How to create specialized AI without training agent skills - O'Reilly

Our previous article framed the Model Context Protocol (MCP) as a toolbox that provides AI agent tools and agent skills In the form of content that teaches AI agents to complete tasks. This is different from pre- or post-training, which determines the general behavior and expertise of a model. Agent skills do not “train” agents. They soft-fork agent behavior at runtime, telling the model how to perform specific tasks it may need.

Word soft fork Comes from open source development. A soft fork is a backward-compatible change that does not require upgrading every layer of the stack. Applied to AI, this means that skills modify agent behavior through context injection at runtime rather than changing model weights or refactoring the AI system. The underlying models and AI systems remain unchanged.

The architecture clearly informs how we think about traditional computing. Models are CPUs – they provide the raw intelligence and computation capability. Agents like Anthropic’s Cloud Code harness operating systems – they manage resources, handle permissions and coordinate processes. Skills are applications – they run on top of the OS, specializing the system for specific tasks without modifying the underlying hardware or kernel.

You do not recompile the Linux kernel to run a new application. You don’t redesign the CPU to use a different text editor. You install a new application on top, using the intelligence of the CPU exposed and organized by the OS. Agent skills work the same way. They layer expertise on top of the agent harness, using the capabilities provided by the model, without updating the model or changing the harness.

This distinction matters because it changes the economics of AI expertise. Fine-tuning demands significant investment in talent, calculations, data, and ongoing maintenance every time the base model is updated. The skill requires only Markdown files and resource bundles.

How do soft forks work?

Skills achieve this through three mechanisms—skill package formats, progressive disclosure, and execution context modification.

skills package There is a folder. At a minimum, it includes a SKILL.md file with Frontmatter metadata and instructions. Frontmatter announces skills name, description, allowed-toolsAnd versionsThen there’s the real expertise: context, problem-solving approaches, growth criteria, and patterns to follow.

Figure 2. Frontmatter for Anthropic skill-creator package. Frontmatter lives on top of Markdown files. Agents choose skills based on their description.

Folders may also contain reference documents, templates, resources, configurations, and executable scripts. It contains everything an agent needs to perform expert-level work for a specific task, packaged as a versioned artifact that you can review, approve, and deploy. .zip file or .skill file bundle.

personal skill item — Figure 3. A skill object for anthropic‘S `skill-creator`. skill-builders included `SKILL.md`, `LICENSE.txt`Python scripts and reference files.

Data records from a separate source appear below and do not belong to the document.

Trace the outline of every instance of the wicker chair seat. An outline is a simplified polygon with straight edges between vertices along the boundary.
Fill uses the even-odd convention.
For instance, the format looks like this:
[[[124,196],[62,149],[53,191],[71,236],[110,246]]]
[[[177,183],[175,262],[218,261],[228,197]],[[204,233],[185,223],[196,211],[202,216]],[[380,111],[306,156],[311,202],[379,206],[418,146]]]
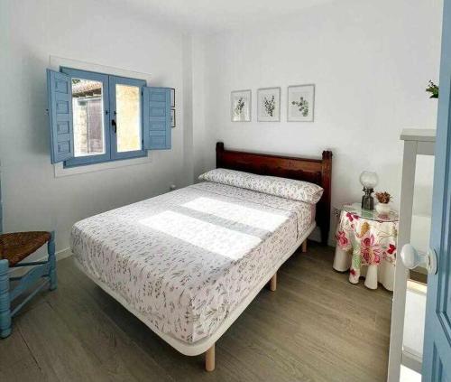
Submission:
[[[14,232],[0,235],[0,259],[7,259],[14,266],[36,252],[51,239],[51,233],[44,231]]]

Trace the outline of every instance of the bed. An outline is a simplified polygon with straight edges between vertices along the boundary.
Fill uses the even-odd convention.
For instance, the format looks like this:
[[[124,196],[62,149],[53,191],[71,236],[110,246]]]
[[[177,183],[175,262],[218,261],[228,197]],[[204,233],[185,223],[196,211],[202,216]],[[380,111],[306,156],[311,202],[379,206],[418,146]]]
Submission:
[[[203,182],[76,223],[78,266],[179,352],[206,353],[260,290],[275,290],[279,267],[317,224],[326,242],[332,154],[291,158],[225,150],[216,167],[307,181],[323,189],[315,205]]]

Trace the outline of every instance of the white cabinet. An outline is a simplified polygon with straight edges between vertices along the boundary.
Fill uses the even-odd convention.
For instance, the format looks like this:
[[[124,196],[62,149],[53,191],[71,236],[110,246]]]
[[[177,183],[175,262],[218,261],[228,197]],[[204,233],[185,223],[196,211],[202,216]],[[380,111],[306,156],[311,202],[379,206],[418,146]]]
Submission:
[[[408,269],[402,264],[400,259],[400,248],[404,244],[411,243],[411,234],[416,237],[417,244],[421,247],[428,246],[428,232],[425,232],[425,227],[415,227],[412,230],[412,223],[427,226],[428,219],[427,216],[413,216],[414,190],[415,190],[415,173],[417,169],[417,158],[419,155],[434,155],[436,142],[436,131],[433,129],[404,129],[400,135],[404,141],[404,154],[402,159],[402,178],[400,200],[400,226],[398,233],[398,253],[396,259],[396,271],[393,290],[393,305],[391,312],[391,329],[390,335],[390,356],[388,381],[398,382],[400,380],[400,370],[401,363],[408,367],[413,364],[415,368],[419,367],[419,357],[416,363],[410,358],[409,351],[403,352],[403,333],[410,333],[415,327],[406,327],[404,331],[404,316],[406,314],[406,295],[408,284]],[[432,185],[432,182],[431,182]],[[416,232],[421,229],[422,235],[417,238]],[[420,250],[423,248],[419,248]],[[412,295],[419,297],[418,295]],[[412,297],[410,295],[410,297]],[[411,301],[410,301],[411,300]],[[410,298],[410,303],[415,303],[415,299]],[[411,306],[409,307],[410,310]],[[410,322],[411,323],[411,322]],[[418,322],[418,328],[421,322]],[[413,329],[412,329],[413,328]],[[417,336],[422,336],[417,333]],[[406,339],[407,342],[410,341]],[[406,343],[406,350],[410,349]],[[418,345],[418,344],[417,344]],[[419,355],[420,356],[420,354]],[[409,364],[409,365],[408,365]]]

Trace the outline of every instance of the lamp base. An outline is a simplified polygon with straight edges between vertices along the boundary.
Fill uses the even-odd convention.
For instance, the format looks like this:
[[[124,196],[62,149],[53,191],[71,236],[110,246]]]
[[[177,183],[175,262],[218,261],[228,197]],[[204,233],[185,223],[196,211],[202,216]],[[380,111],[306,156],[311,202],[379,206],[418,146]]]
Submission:
[[[373,192],[373,190],[364,187],[364,192],[365,194],[362,197],[362,208],[364,210],[374,210],[374,199],[373,198],[373,196],[371,196],[371,194]]]

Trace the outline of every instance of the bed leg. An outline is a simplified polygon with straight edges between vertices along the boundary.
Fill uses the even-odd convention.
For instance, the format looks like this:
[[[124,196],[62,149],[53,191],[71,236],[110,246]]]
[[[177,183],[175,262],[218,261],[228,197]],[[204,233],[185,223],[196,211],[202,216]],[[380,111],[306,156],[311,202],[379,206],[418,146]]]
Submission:
[[[274,292],[277,289],[277,272],[270,280],[270,291]]]
[[[307,252],[307,238],[302,242],[302,253],[305,254]]]
[[[215,369],[215,344],[205,352],[205,369],[207,371]]]

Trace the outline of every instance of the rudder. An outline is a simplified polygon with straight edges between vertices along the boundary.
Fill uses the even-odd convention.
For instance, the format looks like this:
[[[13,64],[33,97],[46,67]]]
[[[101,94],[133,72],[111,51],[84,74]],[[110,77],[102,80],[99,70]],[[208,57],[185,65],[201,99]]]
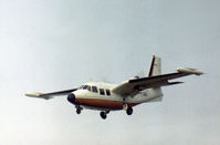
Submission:
[[[159,74],[161,74],[161,59],[159,56],[153,55],[153,61],[148,76],[154,76]]]

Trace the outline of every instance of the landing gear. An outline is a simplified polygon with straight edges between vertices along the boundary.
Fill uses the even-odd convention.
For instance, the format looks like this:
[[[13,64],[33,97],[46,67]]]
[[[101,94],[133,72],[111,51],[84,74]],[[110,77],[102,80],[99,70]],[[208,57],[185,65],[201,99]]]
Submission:
[[[126,111],[127,115],[132,115],[133,114],[133,108],[130,106],[128,106],[127,104],[123,105],[123,110]]]
[[[133,114],[133,108],[132,107],[128,107],[127,111],[126,111],[127,115],[132,115]]]
[[[80,105],[76,105],[76,114],[81,114],[81,111],[83,110]]]
[[[101,112],[101,117],[103,120],[105,120],[107,117],[107,114],[109,113],[109,111],[106,111],[106,112]]]

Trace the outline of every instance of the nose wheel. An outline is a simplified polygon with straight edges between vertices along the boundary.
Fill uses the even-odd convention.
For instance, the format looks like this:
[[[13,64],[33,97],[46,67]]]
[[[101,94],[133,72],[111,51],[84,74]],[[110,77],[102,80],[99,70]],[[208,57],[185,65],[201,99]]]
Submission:
[[[76,114],[81,114],[81,111],[83,110],[80,105],[75,106],[76,107]]]
[[[127,113],[127,115],[132,115],[133,114],[133,108],[132,107],[127,107],[126,113]]]
[[[107,114],[109,113],[109,111],[106,111],[106,112],[101,112],[101,117],[103,120],[105,120],[107,117]]]

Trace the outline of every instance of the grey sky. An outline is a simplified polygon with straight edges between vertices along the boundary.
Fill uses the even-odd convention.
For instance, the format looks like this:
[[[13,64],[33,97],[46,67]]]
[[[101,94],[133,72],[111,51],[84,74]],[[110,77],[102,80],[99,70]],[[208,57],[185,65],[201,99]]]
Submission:
[[[218,0],[0,0],[0,143],[219,144],[219,13]],[[147,74],[153,53],[165,73],[191,66],[207,74],[106,121],[76,115],[65,96],[23,95]]]

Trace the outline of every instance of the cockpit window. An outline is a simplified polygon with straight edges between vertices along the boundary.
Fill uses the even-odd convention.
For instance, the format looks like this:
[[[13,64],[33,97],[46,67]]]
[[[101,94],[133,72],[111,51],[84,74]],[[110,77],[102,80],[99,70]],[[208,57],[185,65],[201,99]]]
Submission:
[[[87,90],[91,91],[91,86],[90,85],[87,86]]]
[[[97,87],[96,87],[96,86],[92,86],[92,91],[93,91],[94,93],[97,93]]]
[[[87,87],[88,87],[88,85],[84,85],[84,86],[83,86],[83,90],[87,90]]]
[[[105,95],[104,89],[99,89],[99,93],[101,93],[101,95]]]
[[[83,89],[83,86],[84,86],[84,85],[81,85],[78,89],[81,90],[81,89]]]

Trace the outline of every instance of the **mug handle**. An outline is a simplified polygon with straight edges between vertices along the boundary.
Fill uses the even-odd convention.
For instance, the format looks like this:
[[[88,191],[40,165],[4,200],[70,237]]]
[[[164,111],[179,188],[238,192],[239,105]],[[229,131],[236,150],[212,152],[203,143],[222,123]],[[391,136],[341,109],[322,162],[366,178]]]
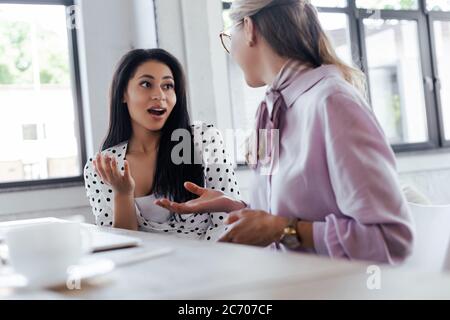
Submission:
[[[80,232],[81,232],[81,248],[83,254],[92,253],[93,237],[91,231],[89,231],[88,228],[86,227],[81,227]]]

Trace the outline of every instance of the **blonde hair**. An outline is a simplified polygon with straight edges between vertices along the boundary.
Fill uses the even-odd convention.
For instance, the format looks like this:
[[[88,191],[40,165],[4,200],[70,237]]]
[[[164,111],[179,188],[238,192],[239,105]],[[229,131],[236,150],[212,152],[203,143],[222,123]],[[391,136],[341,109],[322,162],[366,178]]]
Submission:
[[[234,23],[252,18],[256,29],[275,52],[310,67],[332,64],[344,79],[366,96],[366,77],[336,54],[309,0],[234,0]]]

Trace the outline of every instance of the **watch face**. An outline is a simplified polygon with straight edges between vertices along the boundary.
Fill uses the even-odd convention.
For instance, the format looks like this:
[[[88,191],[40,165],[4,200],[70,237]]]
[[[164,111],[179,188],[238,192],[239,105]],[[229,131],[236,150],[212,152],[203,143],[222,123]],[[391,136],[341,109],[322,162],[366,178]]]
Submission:
[[[282,244],[284,244],[289,249],[297,249],[300,247],[301,243],[297,238],[297,235],[287,234],[283,237]]]

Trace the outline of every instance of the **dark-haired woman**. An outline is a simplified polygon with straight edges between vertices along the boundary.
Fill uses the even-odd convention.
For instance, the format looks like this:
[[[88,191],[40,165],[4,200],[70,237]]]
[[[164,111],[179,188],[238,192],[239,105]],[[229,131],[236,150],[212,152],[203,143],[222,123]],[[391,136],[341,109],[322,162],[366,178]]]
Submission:
[[[187,141],[179,140],[183,136]],[[108,134],[84,176],[97,225],[195,239],[217,240],[225,214],[181,216],[154,201],[192,200],[195,185],[240,196],[220,132],[191,124],[182,67],[162,49],[133,50],[120,61],[110,92]]]

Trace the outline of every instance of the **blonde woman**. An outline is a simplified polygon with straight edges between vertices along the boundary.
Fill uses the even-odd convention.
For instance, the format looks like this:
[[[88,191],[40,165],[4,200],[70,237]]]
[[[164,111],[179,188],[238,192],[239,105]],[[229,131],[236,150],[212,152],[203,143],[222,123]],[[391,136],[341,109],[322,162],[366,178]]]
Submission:
[[[250,204],[200,187],[190,203],[157,203],[179,213],[230,212],[224,242],[404,260],[412,221],[363,74],[336,56],[307,1],[235,0],[231,18],[222,43],[249,86],[268,85],[257,129],[275,130],[251,154]]]

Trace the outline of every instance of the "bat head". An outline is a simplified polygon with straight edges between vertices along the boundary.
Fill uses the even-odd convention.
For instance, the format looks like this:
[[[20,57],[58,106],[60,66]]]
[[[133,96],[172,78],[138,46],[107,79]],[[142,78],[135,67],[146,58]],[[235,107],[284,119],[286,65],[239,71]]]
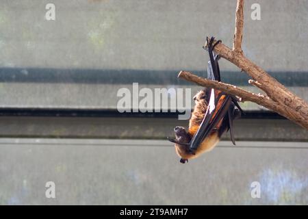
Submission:
[[[194,96],[194,101],[196,104],[200,101],[204,101],[207,97],[207,89],[203,89],[196,94]]]
[[[177,126],[174,129],[175,133],[175,139],[179,143],[188,143],[190,140],[190,136],[185,130],[185,128],[181,126]]]

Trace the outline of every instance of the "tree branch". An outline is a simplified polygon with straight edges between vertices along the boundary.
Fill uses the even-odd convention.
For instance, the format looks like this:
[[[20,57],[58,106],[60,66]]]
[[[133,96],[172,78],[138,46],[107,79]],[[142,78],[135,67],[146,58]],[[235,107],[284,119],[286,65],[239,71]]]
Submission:
[[[244,0],[238,0],[235,11],[235,31],[233,36],[233,51],[242,53],[242,39],[243,38],[244,27]]]
[[[296,112],[290,110],[291,109],[288,107],[282,105],[279,102],[272,100],[267,96],[251,93],[231,84],[217,81],[208,80],[187,71],[180,71],[178,77],[196,83],[201,86],[217,89],[226,94],[239,96],[244,101],[248,101],[254,102],[259,105],[277,112],[280,115],[294,121],[301,127],[308,129],[308,121],[305,120],[304,116]]]
[[[238,0],[233,49],[220,43],[215,47],[214,52],[251,76],[253,79],[249,80],[249,83],[262,90],[267,96],[255,94],[229,84],[206,80],[188,72],[181,72],[179,77],[255,102],[308,129],[308,104],[244,55],[241,47],[244,27],[243,9],[244,0]],[[203,47],[206,49],[207,45]]]
[[[229,83],[206,79],[188,71],[180,71],[177,77],[196,83],[203,87],[217,89],[226,94],[240,96],[242,98],[242,101],[252,101],[261,105],[262,104],[268,105],[270,103],[272,103],[269,101],[270,99],[268,97],[266,98],[264,95],[255,94]]]

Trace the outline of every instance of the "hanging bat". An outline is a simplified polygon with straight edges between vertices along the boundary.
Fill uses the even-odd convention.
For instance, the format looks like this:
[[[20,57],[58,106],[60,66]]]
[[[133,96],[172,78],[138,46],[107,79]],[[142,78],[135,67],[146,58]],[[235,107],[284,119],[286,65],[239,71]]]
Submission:
[[[209,42],[207,38],[210,59],[207,78],[220,81],[220,57],[214,53],[213,49],[221,41],[213,44],[214,40],[214,38],[211,37]],[[235,144],[233,120],[239,118],[242,111],[235,96],[214,89],[203,89],[194,96],[194,101],[196,105],[190,119],[188,131],[186,131],[183,127],[176,127],[174,129],[175,139],[168,138],[169,141],[175,143],[176,152],[183,164],[188,162],[188,159],[196,158],[211,151],[219,142],[222,133],[228,130],[230,130],[232,142]]]

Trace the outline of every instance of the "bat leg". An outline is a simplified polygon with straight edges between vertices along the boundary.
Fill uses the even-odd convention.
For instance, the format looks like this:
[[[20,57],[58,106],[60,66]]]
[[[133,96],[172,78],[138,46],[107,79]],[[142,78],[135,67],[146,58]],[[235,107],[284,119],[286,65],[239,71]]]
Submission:
[[[188,163],[188,159],[181,158],[180,162],[182,163],[182,164],[185,164],[185,162]]]

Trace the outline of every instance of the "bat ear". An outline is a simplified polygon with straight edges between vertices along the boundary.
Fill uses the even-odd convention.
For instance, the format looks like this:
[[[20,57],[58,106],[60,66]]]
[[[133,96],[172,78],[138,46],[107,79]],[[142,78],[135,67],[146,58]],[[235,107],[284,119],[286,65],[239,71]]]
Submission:
[[[177,141],[175,140],[175,139],[169,137],[167,137],[167,139],[169,142],[177,144]]]

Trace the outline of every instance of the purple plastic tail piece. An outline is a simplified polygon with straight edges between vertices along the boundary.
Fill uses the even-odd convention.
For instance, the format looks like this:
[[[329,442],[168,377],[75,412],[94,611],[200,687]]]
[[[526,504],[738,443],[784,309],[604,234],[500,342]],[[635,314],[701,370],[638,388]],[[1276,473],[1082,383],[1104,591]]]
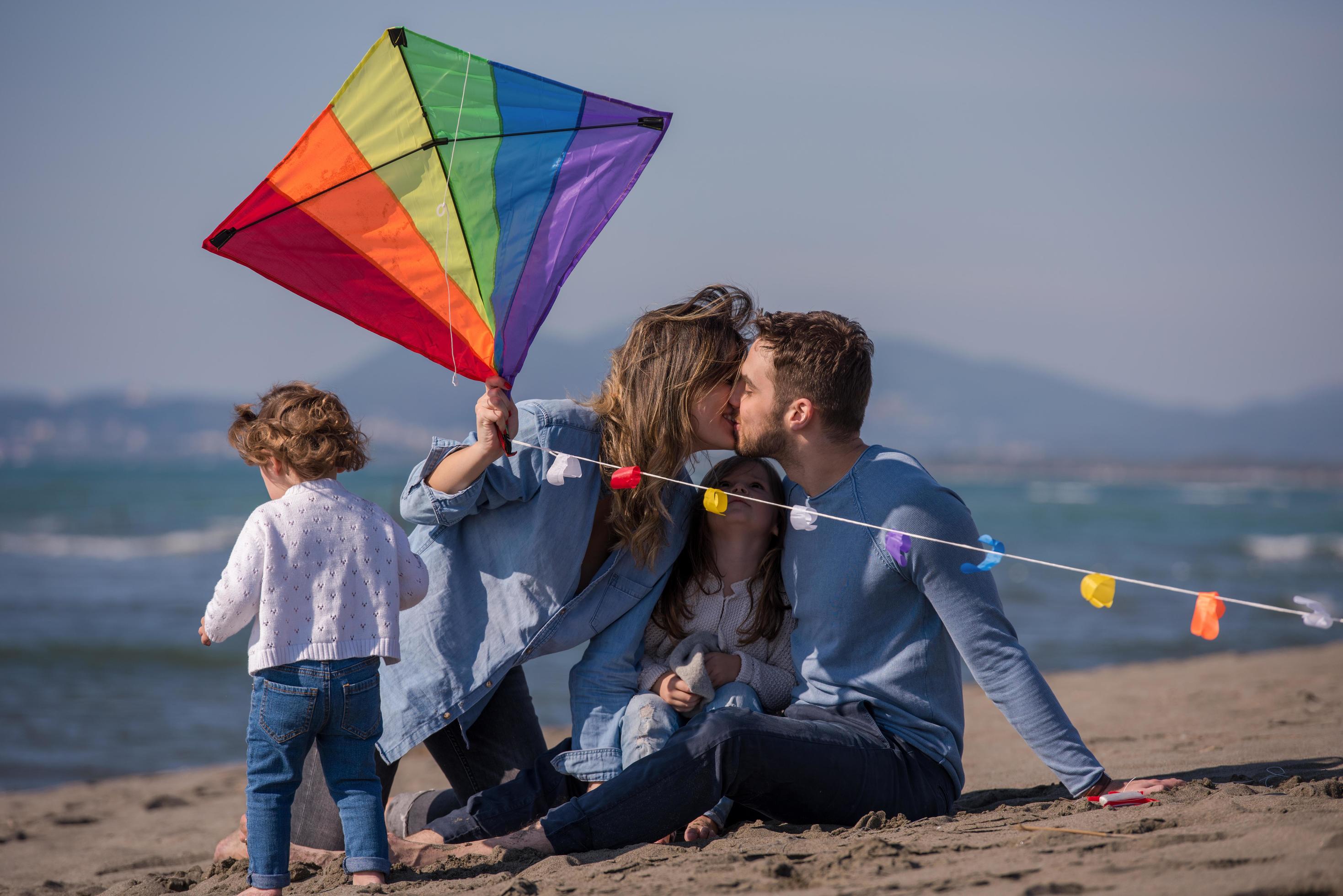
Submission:
[[[896,566],[902,567],[909,563],[909,536],[904,532],[886,532],[886,551]]]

Because the skills package format is just folders and files, you can use all the tooling we’ve built to manage code – tracking changes in Git, rolling back bugs, maintaining audit trails, and using all the best practices of the software engineering development lifecycle. The same format is also used to define sub-agents and agent teams, meaning that a single packaging abstraction controls individual expertise, delegated workflows, and multi-agent coordination alike.

progressive disclosure Keeps skills light. it’s just a matter of fact SKILL.md The session is initially loaded into the agent context. This respects the symbolic semantics of the limited context window. metadata included name, description, model, license, versionand very important thing allowed-tools. Full skill content is loaded only when the agent determines relevance and decides to implement it. This is similar to the way operating systems manage memory; Applications are loaded into RAM when launched, not all at once. You can have dozens of skills available without overwhelming the model’s context window, and behavioral modification is only present when needed, never permanently.

agent skill execution flow — Figure 4. Agent skill execution flow. At session start, only Frontmatter is loaded. Once the agent selects a skill, it reads the entire SKILL.md and executes with the permission of the skill.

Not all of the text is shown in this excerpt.